There is nothing fun about having chronic insomnia, but it does provide me with plenty of quiet time in the middle of the night to read and watch TV. One of my favorite things to do is scroll mindlessly through Youtube, looking for videos on cooking, couponing, gardening, and saving money.
Because I’ve been into the frugal lifestyle since 2008, most of the tips aren’t new, but I do enjoy seeing how other families live, especially the ones who are extreme.
What is the difference between frugality and being a miser? Choosing to suffer when there’s no need.
One lady I watched seems to revel in misery. She and her husband downsized from a 3,300 Sq. foot Tri-Level outside of Dallas into the woods of Northern Idaho. Totally off grid, she uses a wood cook stove, has no bathroom, no electricity and lives in a shed converted into a tiny house with 4 kids.
She gave an inside tour that showed a remarkable lack of furniture (3 of the kids share a small mattress) and only a single radio that runs on batteries for entertainment. They did have a computer and camera, but must visit the library for WiFi.
In storage, she showed off reusable muffin liners, fabric Ziplocs, cloth diapers, homemade potions crafted from herbs, and a 5-year supply of emergency food rations with some scary looking canned meats. By the time she got to the reusable cloth toilet paper, I quit watching. (Added bonus: she does the wash by hand and air-dries, even in winter!!!)
Why, oh, why would anyone spend a single minute of their life reusing toilet paper? That isn’t penny-wise; it’s pound foolish! Not to mention gross, unnecessary, and probably not sanitary.
Toilet paper is on sale 52 weeks per year. By using coupons and rebates, it’s super cheap. As for cloth diapers? You’ve got to be kidding me. I have more Huggies, Pampers, and Seventh Generation in my stockpile than I could ever use—even if I had triplets on the way.
I tried canning food. The jam and pears were yummy. Will I do it regularly, standing over a stove, during the hottest part of the summer, boiling tomatoes to make pasta sauce that retails for $1.00 a jar? NO, it’s not worth it.

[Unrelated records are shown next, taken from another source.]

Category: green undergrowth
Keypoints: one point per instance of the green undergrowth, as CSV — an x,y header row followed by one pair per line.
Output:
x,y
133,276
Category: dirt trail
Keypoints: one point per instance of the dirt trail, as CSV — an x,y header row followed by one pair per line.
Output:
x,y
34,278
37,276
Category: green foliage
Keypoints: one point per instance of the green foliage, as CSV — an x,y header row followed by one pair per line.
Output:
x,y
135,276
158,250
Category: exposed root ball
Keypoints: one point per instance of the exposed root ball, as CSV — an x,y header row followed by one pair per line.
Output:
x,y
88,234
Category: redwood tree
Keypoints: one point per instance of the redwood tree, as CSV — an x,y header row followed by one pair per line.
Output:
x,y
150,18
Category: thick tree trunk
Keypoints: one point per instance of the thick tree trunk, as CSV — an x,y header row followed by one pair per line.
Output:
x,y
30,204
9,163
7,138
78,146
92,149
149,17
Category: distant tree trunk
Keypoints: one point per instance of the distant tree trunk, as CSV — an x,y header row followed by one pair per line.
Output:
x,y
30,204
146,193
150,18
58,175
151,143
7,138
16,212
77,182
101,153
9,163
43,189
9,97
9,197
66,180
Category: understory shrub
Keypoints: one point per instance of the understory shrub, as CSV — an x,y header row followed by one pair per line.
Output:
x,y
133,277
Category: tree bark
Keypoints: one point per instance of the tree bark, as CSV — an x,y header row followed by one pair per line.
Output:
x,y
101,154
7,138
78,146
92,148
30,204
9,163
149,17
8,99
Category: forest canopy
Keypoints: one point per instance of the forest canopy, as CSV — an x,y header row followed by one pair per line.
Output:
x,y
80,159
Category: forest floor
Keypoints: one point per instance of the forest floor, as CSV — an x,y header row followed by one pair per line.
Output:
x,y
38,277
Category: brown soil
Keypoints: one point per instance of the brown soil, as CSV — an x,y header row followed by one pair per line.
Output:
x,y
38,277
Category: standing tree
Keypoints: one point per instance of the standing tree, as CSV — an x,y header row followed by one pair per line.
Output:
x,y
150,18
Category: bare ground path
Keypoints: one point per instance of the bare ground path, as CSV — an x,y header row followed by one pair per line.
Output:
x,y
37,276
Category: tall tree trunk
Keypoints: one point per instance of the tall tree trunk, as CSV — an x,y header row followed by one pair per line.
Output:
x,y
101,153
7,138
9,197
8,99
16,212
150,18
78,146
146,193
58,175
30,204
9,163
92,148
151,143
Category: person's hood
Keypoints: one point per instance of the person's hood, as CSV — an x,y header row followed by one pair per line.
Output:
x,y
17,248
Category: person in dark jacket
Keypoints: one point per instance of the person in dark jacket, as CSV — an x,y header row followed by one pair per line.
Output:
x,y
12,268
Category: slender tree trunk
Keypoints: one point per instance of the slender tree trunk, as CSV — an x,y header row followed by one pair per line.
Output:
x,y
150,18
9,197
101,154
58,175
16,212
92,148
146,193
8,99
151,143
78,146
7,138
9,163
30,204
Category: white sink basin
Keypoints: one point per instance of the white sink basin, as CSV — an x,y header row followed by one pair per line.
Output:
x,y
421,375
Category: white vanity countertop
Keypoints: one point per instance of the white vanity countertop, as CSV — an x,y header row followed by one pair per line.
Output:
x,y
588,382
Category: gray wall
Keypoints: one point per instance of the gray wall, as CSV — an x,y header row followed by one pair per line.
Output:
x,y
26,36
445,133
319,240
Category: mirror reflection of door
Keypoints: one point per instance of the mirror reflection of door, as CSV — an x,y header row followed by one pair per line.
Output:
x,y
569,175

Saving money can become a dangerous obsession. I choose to save in most areas so that I can splurge in others. What I want is the lowest-priced Coach purse, not a stained and torn potato sack that I made for free!
The point is this: Saving is good, but not at the expense of quality of life. Moderation is key. Every family will have a different budget, with different goals. That’s fine. Just don’t sacrifice your time, peace of mind, and happiness for a nickel.